Ce fossé entre attentes locales et regard international traduit une tension croissante dans les productions culturelles mondialisées : jusqu’où peut-on aller dans l’universalité sans effacer les spécificités ? Où commence la caricature, où finit l’hommage ? Autant de questions que cet album, volontairement léger mais involontairement politique, soulève sans forcément y répondre.
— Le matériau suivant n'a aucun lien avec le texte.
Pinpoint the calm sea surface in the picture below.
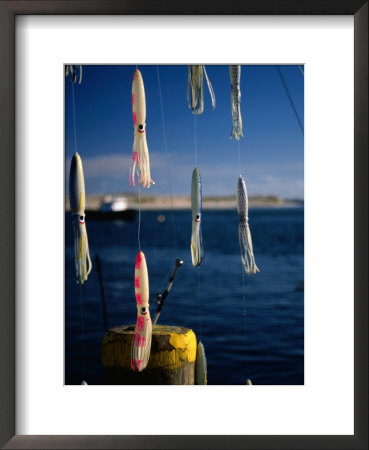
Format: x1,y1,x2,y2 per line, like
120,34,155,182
65,208,304,385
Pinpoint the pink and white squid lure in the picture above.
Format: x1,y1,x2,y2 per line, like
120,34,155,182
69,152,92,284
129,69,155,188
131,251,152,372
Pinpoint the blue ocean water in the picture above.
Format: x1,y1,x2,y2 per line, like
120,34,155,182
65,208,304,385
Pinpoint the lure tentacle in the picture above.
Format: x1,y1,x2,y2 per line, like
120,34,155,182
72,213,92,284
229,66,243,140
131,251,152,372
187,66,215,114
236,175,260,275
129,69,155,188
191,167,204,267
69,152,92,284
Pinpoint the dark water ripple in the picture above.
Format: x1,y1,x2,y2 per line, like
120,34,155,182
65,209,304,385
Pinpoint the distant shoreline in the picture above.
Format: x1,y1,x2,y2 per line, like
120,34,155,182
66,194,304,210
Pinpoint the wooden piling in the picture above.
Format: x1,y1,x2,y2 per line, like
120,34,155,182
101,325,197,384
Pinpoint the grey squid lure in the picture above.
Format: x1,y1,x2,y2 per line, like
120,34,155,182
229,66,243,140
187,66,215,114
236,175,260,275
69,152,92,284
191,167,204,267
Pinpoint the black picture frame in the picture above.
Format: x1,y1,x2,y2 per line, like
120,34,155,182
0,0,369,449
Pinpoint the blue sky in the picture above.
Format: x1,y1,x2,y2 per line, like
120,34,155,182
65,65,304,198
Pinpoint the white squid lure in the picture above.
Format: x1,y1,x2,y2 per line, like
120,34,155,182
129,69,155,188
69,152,92,284
195,341,208,385
229,66,243,140
236,175,260,275
187,66,215,114
191,167,204,267
65,64,82,84
131,251,152,372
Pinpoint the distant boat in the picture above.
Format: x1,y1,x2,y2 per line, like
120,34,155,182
86,195,136,220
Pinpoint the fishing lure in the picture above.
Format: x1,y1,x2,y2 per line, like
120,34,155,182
129,69,155,188
69,152,92,284
195,341,208,385
131,251,152,372
236,175,260,274
191,167,204,267
229,66,243,140
187,66,215,114
65,64,82,84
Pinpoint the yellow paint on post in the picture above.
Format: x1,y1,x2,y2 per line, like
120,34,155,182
102,325,197,370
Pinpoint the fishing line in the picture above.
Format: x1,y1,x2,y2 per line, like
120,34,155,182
276,66,304,134
196,267,202,341
80,284,86,373
72,83,77,153
194,114,197,167
137,183,141,251
237,140,241,175
156,66,177,253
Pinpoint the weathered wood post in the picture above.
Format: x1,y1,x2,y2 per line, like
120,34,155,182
101,325,197,384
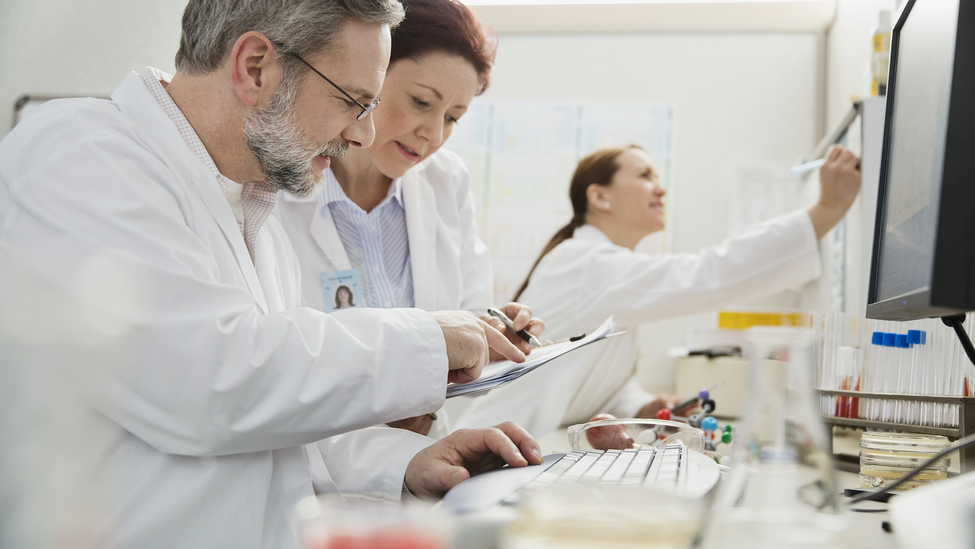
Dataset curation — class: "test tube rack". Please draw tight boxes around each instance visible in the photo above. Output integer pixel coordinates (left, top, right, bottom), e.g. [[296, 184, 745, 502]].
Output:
[[816, 389, 975, 474]]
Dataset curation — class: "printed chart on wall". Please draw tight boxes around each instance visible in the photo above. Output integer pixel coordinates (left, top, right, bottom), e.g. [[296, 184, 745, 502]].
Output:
[[446, 99, 674, 303]]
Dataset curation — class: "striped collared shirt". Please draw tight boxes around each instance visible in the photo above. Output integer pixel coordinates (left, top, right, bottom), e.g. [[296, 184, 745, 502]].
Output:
[[318, 170, 413, 309], [139, 67, 277, 265]]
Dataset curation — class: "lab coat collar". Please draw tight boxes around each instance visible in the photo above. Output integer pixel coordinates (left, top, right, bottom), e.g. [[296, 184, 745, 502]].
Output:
[[401, 167, 438, 311], [572, 223, 615, 246], [112, 68, 268, 314], [318, 168, 403, 213]]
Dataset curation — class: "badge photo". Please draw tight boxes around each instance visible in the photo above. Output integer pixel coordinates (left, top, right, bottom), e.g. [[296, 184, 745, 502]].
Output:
[[319, 269, 365, 313]]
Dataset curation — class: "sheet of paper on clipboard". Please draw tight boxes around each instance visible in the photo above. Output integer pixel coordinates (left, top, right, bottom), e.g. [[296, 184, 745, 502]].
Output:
[[447, 317, 615, 398]]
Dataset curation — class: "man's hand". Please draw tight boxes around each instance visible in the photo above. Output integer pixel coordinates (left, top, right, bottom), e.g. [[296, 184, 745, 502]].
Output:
[[386, 414, 437, 436], [636, 395, 696, 419], [481, 302, 545, 360], [406, 421, 542, 498], [808, 145, 860, 239], [586, 414, 633, 450], [430, 311, 525, 383]]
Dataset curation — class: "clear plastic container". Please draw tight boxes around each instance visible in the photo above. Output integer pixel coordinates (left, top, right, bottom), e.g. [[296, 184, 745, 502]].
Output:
[[860, 431, 949, 490]]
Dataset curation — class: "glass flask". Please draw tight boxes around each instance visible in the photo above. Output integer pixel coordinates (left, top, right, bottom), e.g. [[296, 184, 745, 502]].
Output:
[[699, 327, 849, 549]]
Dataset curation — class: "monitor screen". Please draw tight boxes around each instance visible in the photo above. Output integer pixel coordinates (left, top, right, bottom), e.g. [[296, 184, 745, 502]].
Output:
[[874, 0, 958, 301]]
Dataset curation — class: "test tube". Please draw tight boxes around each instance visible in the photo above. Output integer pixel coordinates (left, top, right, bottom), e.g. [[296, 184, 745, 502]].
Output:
[[894, 334, 911, 423], [880, 332, 897, 421], [907, 330, 921, 425], [868, 332, 884, 421]]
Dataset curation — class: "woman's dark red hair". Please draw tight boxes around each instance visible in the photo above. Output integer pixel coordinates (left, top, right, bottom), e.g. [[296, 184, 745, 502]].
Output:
[[389, 0, 498, 95]]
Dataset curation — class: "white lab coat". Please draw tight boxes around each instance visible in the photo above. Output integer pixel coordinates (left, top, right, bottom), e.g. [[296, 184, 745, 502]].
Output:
[[274, 149, 494, 441], [274, 149, 494, 315], [0, 73, 447, 549], [457, 211, 822, 435]]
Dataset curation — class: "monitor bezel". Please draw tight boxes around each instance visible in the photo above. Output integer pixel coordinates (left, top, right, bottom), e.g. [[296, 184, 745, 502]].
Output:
[[866, 0, 975, 320]]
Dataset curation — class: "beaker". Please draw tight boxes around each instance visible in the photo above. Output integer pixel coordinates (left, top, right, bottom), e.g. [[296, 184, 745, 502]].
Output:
[[700, 327, 849, 549]]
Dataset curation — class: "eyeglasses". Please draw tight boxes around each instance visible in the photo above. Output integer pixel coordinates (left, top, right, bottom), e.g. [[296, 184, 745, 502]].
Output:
[[273, 43, 379, 120]]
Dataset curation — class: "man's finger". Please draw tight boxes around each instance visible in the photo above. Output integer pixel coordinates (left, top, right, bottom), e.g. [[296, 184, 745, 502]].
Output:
[[480, 315, 505, 332], [447, 365, 484, 383], [484, 324, 525, 362], [482, 427, 528, 467], [494, 421, 542, 465], [525, 318, 545, 337], [501, 301, 532, 330]]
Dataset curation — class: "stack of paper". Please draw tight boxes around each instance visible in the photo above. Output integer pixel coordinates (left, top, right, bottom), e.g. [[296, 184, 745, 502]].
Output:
[[447, 317, 614, 398]]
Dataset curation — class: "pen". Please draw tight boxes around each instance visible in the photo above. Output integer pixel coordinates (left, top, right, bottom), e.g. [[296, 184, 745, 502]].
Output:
[[789, 158, 826, 175], [488, 307, 542, 347]]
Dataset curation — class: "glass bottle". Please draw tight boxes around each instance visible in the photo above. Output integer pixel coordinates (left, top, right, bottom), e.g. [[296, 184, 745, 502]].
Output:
[[700, 327, 849, 549]]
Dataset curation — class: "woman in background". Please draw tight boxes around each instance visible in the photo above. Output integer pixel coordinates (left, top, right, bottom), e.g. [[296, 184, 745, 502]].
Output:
[[454, 146, 860, 433], [275, 0, 545, 436]]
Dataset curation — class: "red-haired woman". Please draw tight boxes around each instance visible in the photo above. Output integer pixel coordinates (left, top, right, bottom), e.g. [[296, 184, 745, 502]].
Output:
[[276, 0, 544, 435], [464, 146, 860, 434]]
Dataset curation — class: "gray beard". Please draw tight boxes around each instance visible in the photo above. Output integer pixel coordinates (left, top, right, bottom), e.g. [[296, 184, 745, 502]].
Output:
[[244, 80, 349, 198]]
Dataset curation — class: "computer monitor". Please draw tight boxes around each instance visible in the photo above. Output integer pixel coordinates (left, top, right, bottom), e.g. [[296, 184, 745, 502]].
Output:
[[867, 0, 975, 320]]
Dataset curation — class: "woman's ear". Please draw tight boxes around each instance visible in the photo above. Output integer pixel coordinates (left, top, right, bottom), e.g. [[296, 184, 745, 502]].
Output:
[[586, 183, 613, 212]]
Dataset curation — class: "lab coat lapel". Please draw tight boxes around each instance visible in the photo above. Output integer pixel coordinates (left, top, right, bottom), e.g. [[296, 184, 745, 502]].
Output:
[[309, 205, 352, 271], [112, 72, 268, 314], [403, 169, 440, 311]]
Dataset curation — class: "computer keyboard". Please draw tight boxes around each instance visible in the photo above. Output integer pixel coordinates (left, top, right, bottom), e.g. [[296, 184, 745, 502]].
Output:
[[443, 443, 720, 513]]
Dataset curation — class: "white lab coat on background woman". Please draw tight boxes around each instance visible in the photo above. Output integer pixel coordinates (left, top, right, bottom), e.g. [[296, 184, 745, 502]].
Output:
[[0, 73, 447, 549], [457, 211, 821, 436]]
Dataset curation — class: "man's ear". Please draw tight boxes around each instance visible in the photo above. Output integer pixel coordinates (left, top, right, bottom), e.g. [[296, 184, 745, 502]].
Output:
[[230, 31, 281, 107], [586, 183, 612, 212]]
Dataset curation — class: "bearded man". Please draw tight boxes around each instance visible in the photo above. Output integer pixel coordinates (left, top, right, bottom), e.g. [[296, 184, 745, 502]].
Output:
[[0, 0, 541, 549]]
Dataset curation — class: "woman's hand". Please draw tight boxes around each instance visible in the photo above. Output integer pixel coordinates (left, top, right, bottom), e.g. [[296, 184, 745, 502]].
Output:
[[481, 302, 545, 360], [808, 145, 860, 239]]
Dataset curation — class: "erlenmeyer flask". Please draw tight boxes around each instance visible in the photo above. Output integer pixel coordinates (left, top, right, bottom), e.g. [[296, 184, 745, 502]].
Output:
[[701, 327, 849, 549]]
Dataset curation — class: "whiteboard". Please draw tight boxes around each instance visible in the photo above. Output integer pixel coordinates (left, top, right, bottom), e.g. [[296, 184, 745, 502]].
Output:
[[446, 99, 674, 303]]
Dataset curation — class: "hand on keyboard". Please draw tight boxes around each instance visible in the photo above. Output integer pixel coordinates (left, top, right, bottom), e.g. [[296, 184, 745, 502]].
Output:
[[406, 421, 542, 498], [586, 414, 633, 450]]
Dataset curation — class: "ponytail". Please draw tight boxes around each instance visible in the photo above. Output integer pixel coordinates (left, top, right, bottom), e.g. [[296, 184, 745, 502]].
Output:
[[511, 145, 642, 301], [511, 217, 585, 301]]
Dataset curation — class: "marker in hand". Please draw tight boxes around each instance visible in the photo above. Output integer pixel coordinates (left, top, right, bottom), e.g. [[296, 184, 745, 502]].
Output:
[[488, 307, 542, 347]]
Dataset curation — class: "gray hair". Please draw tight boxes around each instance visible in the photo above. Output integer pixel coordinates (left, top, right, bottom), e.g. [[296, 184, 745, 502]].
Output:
[[176, 0, 404, 74]]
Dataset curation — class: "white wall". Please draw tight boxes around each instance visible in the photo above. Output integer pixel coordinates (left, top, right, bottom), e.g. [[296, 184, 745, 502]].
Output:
[[0, 0, 186, 137], [485, 33, 820, 390], [0, 0, 824, 396]]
Ce qu’en disent les réseaux et la rue
| Type de réaction | Contenu | Perception |
|---|---|---|
| Fans de BD | Réjouis de voir le Portugal mis en avant ; soulignent les jeux de mots et les décors soignés | Plutôt positive |
| Critiques culturels | Pointent les stéréotypes faciles, une intrigue faible, l’humour en retrait | Plutôt négative |
| Historiens | Apprécient les efforts de recherche mais nuancent la vision “lusitanienne” | Mitigée |
| Lecteurs grand public | Divisés : certains rient, d’autres trouvent l’album trop plat | Partagée |
| Réseaux sociaux | Débats vifs autour des expressions utilisées, du personnage lusitanien, de l’authenticité | Vivace et contrastée |
Un album qui en dit long sur l’identité contemporaine
Astérix en Lusitanie n’est donc pas seulement une aventure de plus dans l’univers gaulois. C’est aussi un révélateur, malgré lui, des tensions identitaires, des aspirations culturelles et des sensibilités contemporaines. Ce que les auteurs présentent comme une fresque humoristique et amicale devient, en miroir, un objet de débat national sur l’image de soi et la manière dont elle est perçue par les autres. Et si, comme souvent avec Astérix, le véritable sujet n’était pas la conquête romaine, mais la manière dont les peuples se racontent et se reconnaissent ?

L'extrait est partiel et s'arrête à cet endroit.